L’ennesima svolta avviene con una vera rivoluzione al contrario, quando i fratelli con i rispettivi compagni di vita aprono Pedemontis, società agricola che valorizza l’aspetto territoriale del tartufo, con una tartufaia e l’approccio alla tartuficoltura. I loro 26 ettari di bosco, divisi in piccole superfici, diventano la nuova sfida: il tartufo bianco non è ‘coltivabile’ ma possono essere messi in atto alcuni accorgimenti che rendono il terreno più adatto alla loro crescita.
I quattro ragazzi puliscono i boschi, li ripopolano con alberi atti a fare tartufo bianco e nero, distanziano le piante per dar modo al sole di penetrare meglio.
Tagliano i rami per far produrre radici nuove, molto ospitali per tartufo. Dissodano il terreno per creare delle collinette che facciano defluire l’acqua, rivoltano il terreno e asportano le pietre per avere tartufi più tondi.
La scienza applicata al sapere contadino produce tartufo fresco, ma anche fiori, frutti, uva. Perché i quattro non si limitano al raccolto di oggi, ma stanno costruendo un’attività sul lungo periodo: parallelamente a quello che viene fatto in campo c’è una tecnologia unica, per custodire il territorio per un tempo molto lungo.
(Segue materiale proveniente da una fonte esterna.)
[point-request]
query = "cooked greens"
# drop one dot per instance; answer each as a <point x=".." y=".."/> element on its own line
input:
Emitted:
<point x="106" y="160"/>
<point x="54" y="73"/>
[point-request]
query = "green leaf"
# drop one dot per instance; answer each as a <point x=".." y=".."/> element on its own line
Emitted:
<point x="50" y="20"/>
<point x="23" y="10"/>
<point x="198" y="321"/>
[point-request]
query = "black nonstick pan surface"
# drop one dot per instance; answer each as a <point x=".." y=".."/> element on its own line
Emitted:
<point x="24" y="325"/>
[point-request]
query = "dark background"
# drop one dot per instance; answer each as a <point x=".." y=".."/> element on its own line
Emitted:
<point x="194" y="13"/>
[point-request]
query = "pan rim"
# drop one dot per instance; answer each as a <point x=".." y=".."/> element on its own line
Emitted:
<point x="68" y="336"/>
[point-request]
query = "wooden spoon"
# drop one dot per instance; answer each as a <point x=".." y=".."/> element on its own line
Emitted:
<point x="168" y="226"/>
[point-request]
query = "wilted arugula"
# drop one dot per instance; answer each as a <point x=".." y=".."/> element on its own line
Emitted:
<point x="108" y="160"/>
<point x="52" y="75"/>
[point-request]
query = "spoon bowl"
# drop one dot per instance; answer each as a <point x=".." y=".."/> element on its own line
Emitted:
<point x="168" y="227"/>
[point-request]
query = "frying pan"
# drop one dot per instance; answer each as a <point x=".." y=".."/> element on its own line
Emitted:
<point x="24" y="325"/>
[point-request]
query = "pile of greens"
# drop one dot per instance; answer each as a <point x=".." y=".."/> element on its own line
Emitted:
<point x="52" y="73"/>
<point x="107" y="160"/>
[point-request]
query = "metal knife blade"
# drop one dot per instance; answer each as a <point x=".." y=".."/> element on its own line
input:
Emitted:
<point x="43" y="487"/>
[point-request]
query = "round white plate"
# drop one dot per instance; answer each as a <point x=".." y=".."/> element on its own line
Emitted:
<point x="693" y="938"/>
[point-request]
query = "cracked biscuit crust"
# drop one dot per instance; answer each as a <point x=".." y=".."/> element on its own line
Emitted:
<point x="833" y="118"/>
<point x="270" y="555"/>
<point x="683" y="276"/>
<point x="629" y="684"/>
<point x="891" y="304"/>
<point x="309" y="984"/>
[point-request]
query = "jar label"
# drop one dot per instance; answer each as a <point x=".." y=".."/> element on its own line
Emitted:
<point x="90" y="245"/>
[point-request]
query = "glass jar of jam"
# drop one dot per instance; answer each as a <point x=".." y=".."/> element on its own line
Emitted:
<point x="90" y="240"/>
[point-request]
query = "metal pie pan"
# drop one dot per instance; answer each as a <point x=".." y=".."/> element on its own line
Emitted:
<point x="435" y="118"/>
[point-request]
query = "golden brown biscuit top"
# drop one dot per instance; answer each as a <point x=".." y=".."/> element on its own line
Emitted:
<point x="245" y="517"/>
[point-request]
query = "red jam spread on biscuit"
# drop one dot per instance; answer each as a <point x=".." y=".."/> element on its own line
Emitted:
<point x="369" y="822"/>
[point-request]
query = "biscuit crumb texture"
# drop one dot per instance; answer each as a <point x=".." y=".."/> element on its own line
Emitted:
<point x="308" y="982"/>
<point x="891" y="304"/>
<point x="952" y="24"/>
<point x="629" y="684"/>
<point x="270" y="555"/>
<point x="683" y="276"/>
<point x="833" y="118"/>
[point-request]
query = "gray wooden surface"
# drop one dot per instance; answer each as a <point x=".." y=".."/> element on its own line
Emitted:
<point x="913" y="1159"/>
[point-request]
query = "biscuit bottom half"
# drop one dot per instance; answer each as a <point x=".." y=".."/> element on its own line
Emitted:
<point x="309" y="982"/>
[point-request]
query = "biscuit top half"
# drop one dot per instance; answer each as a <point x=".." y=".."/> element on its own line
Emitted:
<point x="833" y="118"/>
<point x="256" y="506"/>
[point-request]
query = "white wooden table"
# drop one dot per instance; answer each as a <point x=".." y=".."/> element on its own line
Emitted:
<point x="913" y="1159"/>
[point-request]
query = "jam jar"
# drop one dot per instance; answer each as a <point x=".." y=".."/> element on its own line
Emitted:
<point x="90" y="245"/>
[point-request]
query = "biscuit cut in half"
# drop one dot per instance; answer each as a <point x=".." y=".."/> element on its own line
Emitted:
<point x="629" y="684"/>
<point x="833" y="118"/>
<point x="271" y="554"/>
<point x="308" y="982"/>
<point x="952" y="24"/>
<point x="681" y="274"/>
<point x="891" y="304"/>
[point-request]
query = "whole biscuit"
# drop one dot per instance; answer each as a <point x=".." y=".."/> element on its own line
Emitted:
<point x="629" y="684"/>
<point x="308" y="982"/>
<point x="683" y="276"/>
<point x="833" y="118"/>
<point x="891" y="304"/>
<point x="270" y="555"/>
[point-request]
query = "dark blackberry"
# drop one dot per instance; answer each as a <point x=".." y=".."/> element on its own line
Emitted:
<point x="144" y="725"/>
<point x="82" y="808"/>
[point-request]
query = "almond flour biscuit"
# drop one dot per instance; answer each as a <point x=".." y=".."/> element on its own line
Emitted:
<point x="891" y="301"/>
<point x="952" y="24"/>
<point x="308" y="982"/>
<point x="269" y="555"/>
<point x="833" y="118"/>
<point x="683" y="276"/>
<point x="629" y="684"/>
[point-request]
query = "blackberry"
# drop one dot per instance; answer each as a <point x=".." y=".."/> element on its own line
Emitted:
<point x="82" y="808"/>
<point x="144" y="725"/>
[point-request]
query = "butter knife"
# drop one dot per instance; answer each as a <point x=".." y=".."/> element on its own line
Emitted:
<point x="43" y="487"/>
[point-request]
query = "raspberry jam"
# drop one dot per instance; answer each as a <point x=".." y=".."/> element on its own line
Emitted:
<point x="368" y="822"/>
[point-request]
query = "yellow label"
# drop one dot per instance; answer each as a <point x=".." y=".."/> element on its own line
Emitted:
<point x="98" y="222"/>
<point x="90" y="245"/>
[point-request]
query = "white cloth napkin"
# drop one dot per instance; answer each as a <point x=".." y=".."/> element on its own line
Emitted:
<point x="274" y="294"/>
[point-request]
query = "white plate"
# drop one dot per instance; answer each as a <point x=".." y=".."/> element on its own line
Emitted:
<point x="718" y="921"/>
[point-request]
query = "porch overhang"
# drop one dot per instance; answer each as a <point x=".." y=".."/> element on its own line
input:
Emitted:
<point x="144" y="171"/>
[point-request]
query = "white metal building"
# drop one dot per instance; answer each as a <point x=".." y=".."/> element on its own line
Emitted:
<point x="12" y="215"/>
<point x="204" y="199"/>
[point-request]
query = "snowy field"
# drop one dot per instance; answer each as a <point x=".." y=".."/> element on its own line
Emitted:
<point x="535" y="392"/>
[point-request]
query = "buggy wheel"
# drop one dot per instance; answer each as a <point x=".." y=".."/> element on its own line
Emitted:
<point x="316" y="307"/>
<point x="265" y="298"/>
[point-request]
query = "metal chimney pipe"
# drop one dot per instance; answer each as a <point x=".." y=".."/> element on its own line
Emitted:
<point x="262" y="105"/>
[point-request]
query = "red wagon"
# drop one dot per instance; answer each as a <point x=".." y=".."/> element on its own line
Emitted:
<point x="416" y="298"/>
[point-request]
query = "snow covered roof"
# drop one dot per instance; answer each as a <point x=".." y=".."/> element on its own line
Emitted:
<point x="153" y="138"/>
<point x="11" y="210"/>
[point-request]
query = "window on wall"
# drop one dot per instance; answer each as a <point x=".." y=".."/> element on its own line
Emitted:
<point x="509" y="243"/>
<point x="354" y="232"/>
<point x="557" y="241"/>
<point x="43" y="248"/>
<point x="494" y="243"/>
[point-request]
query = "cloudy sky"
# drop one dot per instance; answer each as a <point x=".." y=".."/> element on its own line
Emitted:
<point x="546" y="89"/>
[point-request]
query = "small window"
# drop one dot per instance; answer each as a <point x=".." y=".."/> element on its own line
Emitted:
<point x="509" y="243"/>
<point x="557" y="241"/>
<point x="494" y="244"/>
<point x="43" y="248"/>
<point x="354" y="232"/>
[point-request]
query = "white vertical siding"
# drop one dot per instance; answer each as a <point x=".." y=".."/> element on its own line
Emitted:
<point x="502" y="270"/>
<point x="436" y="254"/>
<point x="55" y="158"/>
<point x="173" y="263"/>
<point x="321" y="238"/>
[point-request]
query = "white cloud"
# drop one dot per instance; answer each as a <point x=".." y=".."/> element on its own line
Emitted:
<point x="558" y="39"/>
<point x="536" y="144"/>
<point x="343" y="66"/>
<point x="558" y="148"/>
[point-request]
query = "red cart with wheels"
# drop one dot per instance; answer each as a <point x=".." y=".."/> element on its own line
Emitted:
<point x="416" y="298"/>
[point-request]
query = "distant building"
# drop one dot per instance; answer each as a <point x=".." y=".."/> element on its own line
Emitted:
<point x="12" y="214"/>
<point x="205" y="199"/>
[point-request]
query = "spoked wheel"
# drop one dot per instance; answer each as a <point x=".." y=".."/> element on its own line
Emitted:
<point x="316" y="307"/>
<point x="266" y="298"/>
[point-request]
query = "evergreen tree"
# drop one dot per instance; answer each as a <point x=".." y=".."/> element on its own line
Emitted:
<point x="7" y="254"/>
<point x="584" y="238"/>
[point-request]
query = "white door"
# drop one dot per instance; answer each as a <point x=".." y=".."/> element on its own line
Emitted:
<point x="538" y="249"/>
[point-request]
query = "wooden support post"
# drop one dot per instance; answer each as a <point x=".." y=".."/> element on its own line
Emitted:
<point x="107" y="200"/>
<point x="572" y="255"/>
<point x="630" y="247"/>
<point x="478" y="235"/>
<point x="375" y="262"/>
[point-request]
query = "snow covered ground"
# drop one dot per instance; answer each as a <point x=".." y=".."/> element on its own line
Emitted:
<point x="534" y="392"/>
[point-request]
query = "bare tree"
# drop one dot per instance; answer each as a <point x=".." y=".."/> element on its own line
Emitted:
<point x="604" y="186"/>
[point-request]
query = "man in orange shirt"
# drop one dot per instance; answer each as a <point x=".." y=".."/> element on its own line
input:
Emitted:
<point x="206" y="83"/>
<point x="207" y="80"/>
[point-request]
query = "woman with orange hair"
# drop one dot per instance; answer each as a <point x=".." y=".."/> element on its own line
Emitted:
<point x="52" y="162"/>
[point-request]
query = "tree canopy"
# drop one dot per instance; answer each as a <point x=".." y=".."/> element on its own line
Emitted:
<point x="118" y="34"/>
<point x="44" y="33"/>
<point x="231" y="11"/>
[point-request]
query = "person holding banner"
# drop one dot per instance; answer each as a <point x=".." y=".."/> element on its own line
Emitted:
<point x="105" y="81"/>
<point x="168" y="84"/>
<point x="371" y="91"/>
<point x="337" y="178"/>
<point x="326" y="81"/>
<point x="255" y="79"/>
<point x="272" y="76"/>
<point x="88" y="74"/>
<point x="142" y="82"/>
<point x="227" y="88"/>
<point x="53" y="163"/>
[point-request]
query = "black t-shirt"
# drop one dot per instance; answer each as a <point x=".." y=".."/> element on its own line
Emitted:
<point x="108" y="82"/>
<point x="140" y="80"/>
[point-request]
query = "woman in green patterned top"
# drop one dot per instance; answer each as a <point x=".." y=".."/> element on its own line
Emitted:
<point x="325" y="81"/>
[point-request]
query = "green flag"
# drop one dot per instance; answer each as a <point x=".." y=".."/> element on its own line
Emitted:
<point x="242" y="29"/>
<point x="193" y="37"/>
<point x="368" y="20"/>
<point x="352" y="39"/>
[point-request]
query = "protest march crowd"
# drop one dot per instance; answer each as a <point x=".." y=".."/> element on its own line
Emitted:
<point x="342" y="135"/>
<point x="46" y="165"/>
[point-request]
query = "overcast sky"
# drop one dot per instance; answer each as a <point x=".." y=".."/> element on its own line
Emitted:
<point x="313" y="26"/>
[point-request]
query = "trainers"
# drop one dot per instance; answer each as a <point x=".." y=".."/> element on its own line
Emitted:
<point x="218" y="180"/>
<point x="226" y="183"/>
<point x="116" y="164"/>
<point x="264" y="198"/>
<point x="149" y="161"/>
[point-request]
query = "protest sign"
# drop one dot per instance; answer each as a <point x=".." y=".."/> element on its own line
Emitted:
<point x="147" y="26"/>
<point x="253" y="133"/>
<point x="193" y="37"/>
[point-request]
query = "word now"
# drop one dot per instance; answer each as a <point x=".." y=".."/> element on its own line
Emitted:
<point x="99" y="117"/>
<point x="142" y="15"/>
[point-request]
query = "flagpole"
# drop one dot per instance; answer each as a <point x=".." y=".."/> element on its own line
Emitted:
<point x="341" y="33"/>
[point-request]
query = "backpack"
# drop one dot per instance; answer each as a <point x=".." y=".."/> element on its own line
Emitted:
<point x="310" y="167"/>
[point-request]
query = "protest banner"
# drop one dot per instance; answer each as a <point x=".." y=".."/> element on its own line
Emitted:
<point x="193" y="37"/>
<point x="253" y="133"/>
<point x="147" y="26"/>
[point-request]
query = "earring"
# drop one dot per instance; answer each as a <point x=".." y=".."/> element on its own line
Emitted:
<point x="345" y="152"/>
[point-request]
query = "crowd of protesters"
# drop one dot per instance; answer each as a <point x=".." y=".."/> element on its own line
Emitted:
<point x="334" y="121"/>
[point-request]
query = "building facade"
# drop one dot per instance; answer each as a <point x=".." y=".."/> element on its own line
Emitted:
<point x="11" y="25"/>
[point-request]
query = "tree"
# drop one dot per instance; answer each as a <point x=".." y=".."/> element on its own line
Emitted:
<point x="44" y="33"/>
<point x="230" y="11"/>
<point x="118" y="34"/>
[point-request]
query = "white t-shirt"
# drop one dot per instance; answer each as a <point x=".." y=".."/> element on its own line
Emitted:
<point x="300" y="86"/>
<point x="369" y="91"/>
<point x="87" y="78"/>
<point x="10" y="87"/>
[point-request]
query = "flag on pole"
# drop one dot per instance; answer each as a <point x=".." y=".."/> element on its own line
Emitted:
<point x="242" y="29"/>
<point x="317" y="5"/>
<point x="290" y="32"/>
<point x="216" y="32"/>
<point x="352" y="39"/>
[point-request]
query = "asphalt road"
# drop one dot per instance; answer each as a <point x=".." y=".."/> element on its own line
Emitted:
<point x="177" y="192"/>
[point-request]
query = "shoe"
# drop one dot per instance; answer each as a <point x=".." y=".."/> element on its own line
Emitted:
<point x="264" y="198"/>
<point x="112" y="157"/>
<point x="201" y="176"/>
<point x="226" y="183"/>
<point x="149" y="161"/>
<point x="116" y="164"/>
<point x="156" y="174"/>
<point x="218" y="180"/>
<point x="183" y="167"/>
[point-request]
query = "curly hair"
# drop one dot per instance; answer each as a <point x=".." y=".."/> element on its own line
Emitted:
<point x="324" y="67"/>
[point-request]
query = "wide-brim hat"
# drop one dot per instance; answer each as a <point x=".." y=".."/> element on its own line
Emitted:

E naturalmente vanno personalmente a raccogliere i tartufi, usando cani di famiglia, che sono veri e propri fratelli: vedere il rapporto simbiotico tra cane ed essere umano, tra padrone e animale, è la vera magia che questo viaggio tra le colline piemontesi ci ha saputo regalare. Perché quando il cane scova il tartufo, e l’uomo lo toglie con cura dal terreno, per evitare di romperlo, gli occhi dei due sono fissi sul risultato dello sforzo. Nessun tartufo uscirà dal terreno senza che questa sinergia sia perfetta, senza che il binomio abbia agito nel puro interesse comune. La magia della condivisione, che come in ogni attività che richiede un lavoro di squadra, ha nella sua realizzazione un’alchimia unica.